Professor of Economics and Political Science, Duke University
Gorter Family Professor of Islamic Studies, Duke University
Institutional Roots of Authoritarian Rule in the Middle East: Political Legacies of the Islamic Waqf
In the pre-modern Middle East the closest thing to an autonomous private organization was the Islamic waqf. Paradoxically, this non-state institution inhibited political participation, collective action, transparency in governance, and rule of law, among other indicators of democratization. For a millennium, it delayed and limited democratization through several mutually supportive mechanisms. Its activities were essentially set by its founder, which limited its capacity to meet political challenges. Being designed to provide a service on its own, it could not participate in lasting political coalitions. The waqf’s beneficiaries had no say in evaluating or selecting its officers. Circumventing waqf rules required a court’s permission, which incited corruption. Finally, the process of appointing officials promoted and legitimized nepotism. Thus, for all the resources it controlled, the Islamic waqf contributed minimally to advancing the rule of law or building civil society. As a core element of Islam’s classical institutional complex, it perpetuated authoritarian rule by keeping the state largely unrestrained. Therein lies a major reason why in the Middle East, democratization is proving to be a drawn out process.

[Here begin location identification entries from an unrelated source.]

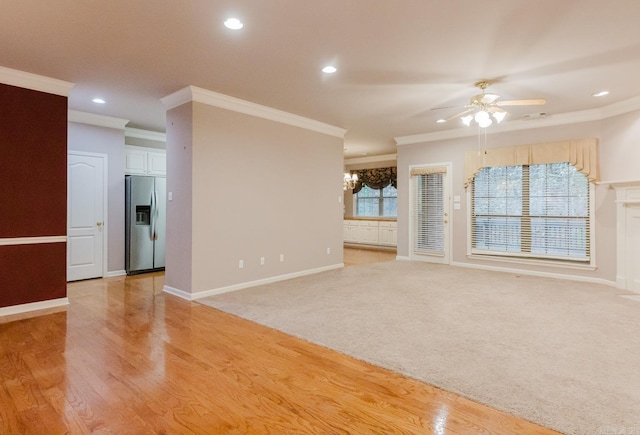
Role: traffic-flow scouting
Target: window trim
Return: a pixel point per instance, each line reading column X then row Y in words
column 518, row 258
column 380, row 198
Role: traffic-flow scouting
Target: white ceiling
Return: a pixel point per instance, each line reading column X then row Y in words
column 395, row 59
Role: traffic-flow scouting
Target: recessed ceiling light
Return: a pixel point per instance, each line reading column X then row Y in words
column 233, row 23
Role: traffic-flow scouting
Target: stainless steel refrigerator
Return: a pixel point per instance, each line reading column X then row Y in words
column 145, row 223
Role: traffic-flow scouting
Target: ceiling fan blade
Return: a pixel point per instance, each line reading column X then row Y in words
column 532, row 102
column 489, row 98
column 457, row 115
column 446, row 107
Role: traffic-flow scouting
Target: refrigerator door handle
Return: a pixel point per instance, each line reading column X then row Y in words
column 152, row 227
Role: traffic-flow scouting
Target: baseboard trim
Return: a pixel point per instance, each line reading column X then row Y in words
column 33, row 306
column 177, row 292
column 115, row 273
column 537, row 273
column 32, row 240
column 391, row 248
column 203, row 294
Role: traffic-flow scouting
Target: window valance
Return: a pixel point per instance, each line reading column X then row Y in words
column 428, row 170
column 377, row 178
column 582, row 153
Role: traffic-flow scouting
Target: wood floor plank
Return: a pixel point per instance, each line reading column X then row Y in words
column 126, row 358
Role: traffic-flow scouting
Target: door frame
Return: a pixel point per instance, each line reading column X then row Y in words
column 446, row 202
column 105, row 208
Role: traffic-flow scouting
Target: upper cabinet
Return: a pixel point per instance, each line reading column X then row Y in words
column 145, row 161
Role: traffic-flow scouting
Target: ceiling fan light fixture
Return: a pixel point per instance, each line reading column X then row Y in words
column 484, row 123
column 233, row 24
column 499, row 116
column 481, row 116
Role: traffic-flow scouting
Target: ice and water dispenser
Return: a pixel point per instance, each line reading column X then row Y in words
column 143, row 214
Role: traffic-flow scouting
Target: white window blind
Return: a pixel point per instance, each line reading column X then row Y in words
column 428, row 210
column 538, row 211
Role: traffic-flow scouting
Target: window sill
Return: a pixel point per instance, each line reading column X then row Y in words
column 531, row 262
column 371, row 218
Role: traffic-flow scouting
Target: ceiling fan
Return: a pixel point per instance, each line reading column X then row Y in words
column 483, row 107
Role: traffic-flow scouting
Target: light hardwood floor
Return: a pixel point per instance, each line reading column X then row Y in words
column 124, row 357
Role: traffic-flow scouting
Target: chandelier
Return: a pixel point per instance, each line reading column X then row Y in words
column 349, row 181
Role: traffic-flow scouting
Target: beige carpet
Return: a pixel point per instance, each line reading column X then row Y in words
column 562, row 354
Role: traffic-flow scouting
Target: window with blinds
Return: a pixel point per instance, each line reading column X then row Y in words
column 536, row 211
column 428, row 211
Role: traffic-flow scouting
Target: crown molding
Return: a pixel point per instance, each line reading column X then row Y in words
column 95, row 119
column 371, row 159
column 621, row 107
column 139, row 133
column 591, row 115
column 35, row 82
column 192, row 93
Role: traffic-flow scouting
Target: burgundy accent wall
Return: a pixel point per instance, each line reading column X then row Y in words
column 32, row 273
column 33, row 194
column 33, row 163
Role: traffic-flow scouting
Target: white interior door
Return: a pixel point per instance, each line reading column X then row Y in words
column 85, row 216
column 430, row 213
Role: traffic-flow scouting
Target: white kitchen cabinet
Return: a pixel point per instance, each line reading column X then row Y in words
column 388, row 233
column 157, row 163
column 351, row 229
column 145, row 161
column 370, row 232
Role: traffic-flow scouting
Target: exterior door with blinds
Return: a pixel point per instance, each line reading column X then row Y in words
column 430, row 214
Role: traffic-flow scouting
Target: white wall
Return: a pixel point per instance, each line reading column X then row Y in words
column 179, row 209
column 109, row 141
column 619, row 154
column 260, row 188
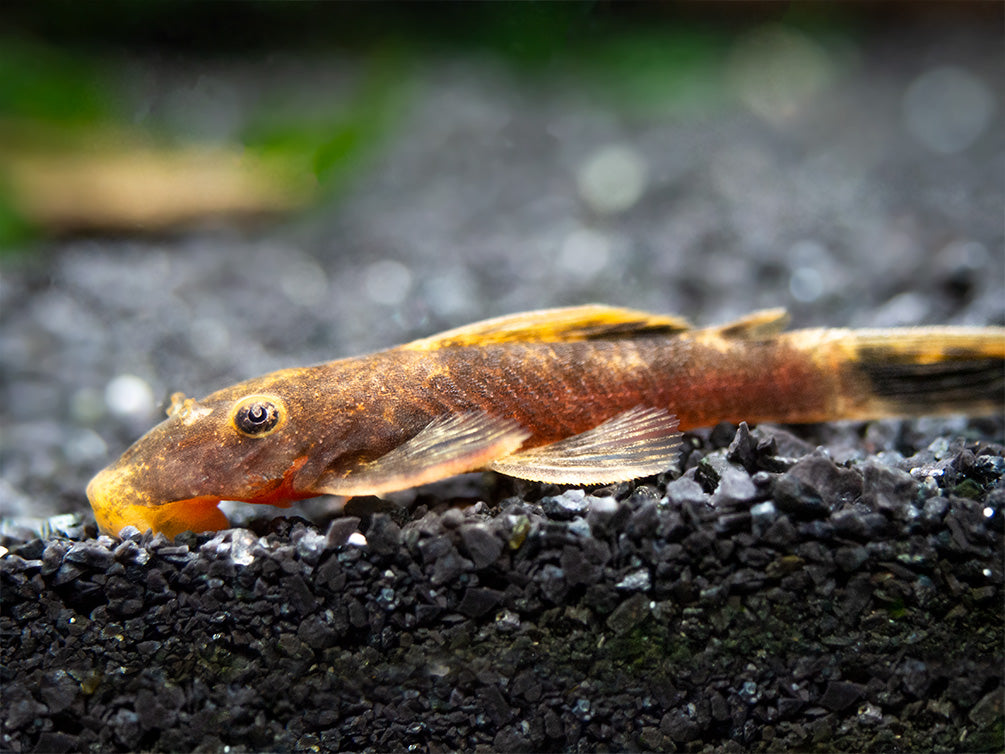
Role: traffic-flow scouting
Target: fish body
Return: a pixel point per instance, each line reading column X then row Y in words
column 582, row 395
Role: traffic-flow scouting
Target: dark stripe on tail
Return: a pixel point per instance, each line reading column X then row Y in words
column 932, row 388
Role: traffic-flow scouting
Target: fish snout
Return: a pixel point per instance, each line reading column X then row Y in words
column 119, row 502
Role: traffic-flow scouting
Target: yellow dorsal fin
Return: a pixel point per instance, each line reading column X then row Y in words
column 590, row 322
column 757, row 326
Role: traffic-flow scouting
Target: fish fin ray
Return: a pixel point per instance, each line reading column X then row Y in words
column 756, row 326
column 445, row 447
column 637, row 442
column 589, row 322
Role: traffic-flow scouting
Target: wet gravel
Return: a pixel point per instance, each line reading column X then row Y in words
column 832, row 587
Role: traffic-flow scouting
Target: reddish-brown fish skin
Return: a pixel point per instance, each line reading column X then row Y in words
column 581, row 368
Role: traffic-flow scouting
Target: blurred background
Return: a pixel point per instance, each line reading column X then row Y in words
column 192, row 194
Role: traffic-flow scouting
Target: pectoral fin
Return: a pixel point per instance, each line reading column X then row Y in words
column 635, row 443
column 447, row 446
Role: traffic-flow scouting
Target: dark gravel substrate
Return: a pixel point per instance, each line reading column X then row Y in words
column 768, row 598
column 833, row 587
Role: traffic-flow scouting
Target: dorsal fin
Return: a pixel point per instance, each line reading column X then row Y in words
column 757, row 326
column 590, row 322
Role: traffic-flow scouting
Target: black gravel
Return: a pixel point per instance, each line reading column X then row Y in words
column 822, row 588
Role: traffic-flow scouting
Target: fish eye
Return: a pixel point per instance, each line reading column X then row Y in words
column 258, row 415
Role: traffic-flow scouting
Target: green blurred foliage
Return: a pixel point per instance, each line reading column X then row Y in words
column 63, row 62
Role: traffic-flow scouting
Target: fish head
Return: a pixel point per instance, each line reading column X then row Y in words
column 247, row 443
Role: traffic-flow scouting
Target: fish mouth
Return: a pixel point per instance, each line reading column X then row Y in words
column 118, row 504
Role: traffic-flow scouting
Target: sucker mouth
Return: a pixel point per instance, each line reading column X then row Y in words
column 117, row 505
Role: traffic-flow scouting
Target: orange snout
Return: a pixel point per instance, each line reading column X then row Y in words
column 118, row 503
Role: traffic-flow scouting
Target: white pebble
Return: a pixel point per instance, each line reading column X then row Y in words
column 585, row 252
column 357, row 539
column 387, row 281
column 947, row 109
column 129, row 395
column 612, row 179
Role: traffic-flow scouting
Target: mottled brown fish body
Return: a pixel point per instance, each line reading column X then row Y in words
column 583, row 395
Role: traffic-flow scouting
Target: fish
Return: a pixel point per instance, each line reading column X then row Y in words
column 582, row 395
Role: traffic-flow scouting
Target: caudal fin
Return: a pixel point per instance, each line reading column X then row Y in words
column 921, row 371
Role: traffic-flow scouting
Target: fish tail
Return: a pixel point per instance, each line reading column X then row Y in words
column 917, row 371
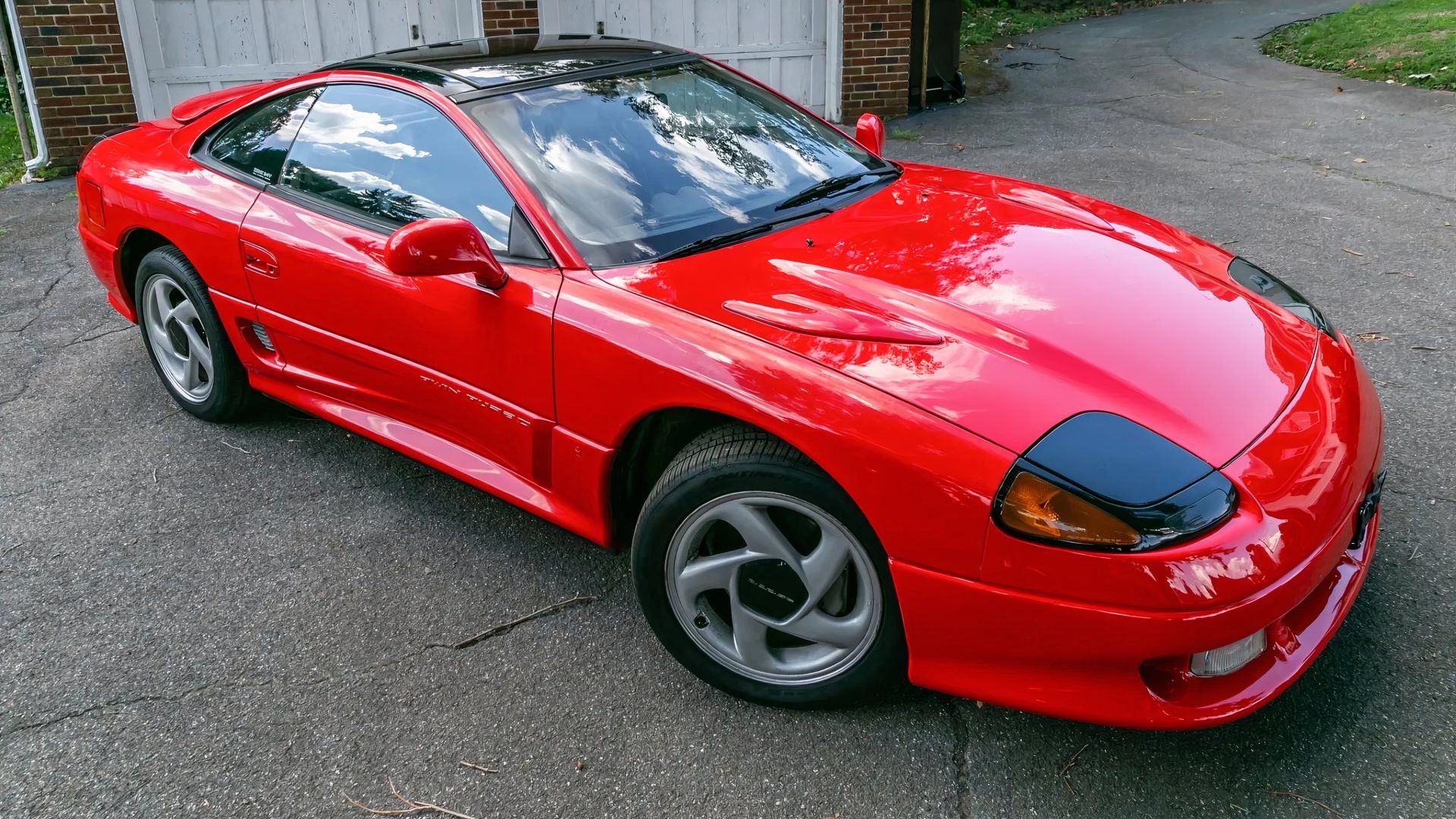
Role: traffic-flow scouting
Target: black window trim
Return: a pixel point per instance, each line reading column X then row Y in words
column 201, row 152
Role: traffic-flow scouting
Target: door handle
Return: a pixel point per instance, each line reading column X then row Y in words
column 258, row 260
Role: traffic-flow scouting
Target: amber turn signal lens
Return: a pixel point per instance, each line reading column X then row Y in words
column 1034, row 506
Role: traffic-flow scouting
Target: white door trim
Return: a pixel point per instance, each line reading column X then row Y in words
column 833, row 58
column 136, row 61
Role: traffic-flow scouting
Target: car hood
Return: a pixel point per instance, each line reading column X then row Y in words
column 1006, row 308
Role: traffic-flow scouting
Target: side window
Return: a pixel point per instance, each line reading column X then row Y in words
column 256, row 140
column 398, row 159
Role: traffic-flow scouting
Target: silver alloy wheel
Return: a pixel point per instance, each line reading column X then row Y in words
column 830, row 604
column 178, row 338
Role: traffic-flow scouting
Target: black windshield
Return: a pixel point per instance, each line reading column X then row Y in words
column 639, row 165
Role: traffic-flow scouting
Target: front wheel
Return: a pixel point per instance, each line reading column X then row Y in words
column 187, row 341
column 762, row 577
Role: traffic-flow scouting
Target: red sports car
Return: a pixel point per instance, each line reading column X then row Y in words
column 856, row 420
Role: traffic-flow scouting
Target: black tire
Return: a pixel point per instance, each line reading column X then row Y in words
column 229, row 395
column 733, row 460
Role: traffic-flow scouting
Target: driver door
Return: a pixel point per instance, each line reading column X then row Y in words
column 441, row 354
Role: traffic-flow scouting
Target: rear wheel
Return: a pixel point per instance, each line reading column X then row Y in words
column 185, row 338
column 762, row 577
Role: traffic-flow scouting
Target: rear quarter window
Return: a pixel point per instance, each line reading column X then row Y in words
column 256, row 140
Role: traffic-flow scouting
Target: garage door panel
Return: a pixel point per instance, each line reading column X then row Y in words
column 801, row 20
column 290, row 33
column 780, row 42
column 389, row 20
column 178, row 34
column 239, row 47
column 181, row 49
column 340, row 31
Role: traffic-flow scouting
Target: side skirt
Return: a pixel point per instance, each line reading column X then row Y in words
column 580, row 509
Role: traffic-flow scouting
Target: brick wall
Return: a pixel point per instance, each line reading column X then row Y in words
column 877, row 58
column 510, row 17
column 82, row 86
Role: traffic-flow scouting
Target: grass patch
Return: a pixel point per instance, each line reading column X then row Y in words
column 998, row 20
column 1408, row 41
column 11, row 162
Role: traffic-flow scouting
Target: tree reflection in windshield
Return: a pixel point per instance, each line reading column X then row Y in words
column 638, row 165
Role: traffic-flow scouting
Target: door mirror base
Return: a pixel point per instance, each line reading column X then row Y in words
column 870, row 133
column 443, row 246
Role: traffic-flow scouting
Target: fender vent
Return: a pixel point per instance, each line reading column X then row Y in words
column 262, row 337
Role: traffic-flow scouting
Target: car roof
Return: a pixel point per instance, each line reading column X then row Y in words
column 498, row 64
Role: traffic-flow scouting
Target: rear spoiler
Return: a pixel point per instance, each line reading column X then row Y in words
column 190, row 110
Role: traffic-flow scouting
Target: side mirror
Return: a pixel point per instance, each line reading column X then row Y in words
column 870, row 133
column 443, row 246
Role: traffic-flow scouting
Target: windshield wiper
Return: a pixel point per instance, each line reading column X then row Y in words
column 830, row 187
column 733, row 237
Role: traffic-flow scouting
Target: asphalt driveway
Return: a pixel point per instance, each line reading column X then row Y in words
column 239, row 621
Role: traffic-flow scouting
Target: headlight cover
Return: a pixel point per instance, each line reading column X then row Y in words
column 1272, row 289
column 1103, row 483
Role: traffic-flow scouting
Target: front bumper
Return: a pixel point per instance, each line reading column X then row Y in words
column 1107, row 637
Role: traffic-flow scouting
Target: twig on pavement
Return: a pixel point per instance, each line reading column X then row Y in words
column 411, row 806
column 1305, row 799
column 498, row 629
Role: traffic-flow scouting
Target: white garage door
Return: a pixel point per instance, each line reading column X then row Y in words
column 781, row 42
column 181, row 49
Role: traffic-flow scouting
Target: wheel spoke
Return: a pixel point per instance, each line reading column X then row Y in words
column 750, row 635
column 190, row 373
column 714, row 572
column 759, row 532
column 819, row 627
column 184, row 314
column 826, row 563
column 162, row 306
column 197, row 349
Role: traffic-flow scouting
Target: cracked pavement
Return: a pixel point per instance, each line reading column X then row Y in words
column 239, row 621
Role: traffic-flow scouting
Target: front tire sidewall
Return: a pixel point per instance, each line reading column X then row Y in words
column 881, row 665
column 231, row 392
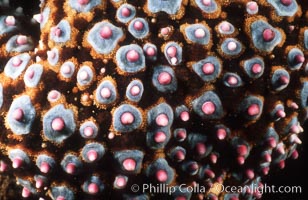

Timur Kuran is professor of economics and political ccience and Gorter Family Professor of Islamic Studies at Duke University. His research focuses on social change, including the evolution of preferences and institutions. His most recent book, The Long Divergence: How Islamic Law Held Back the Middle East (Princeton University Press, 2011), addresses the role that Islamic institutions played in the economic rise of the Middle East and, subsequently, in the institutional stagnation that accompanied the region’s slip into underdevelopment. Some of the archival work on which this book was based has been published as a ten-volume tri-lingual set entitled Economic Life in Seventeenth-Century Istanbul, as Reflected in Court Registers (İş Bank Cultural Publications). Kuran’s earlier publications include Private Truths, Public Lies: The Social Consequences of Preference Falsification (Harvard University Press, 1995) and Islam and Mammon: The Economic Predicaments of Islamism (Princeton University Press, 2004), each translated into several languages.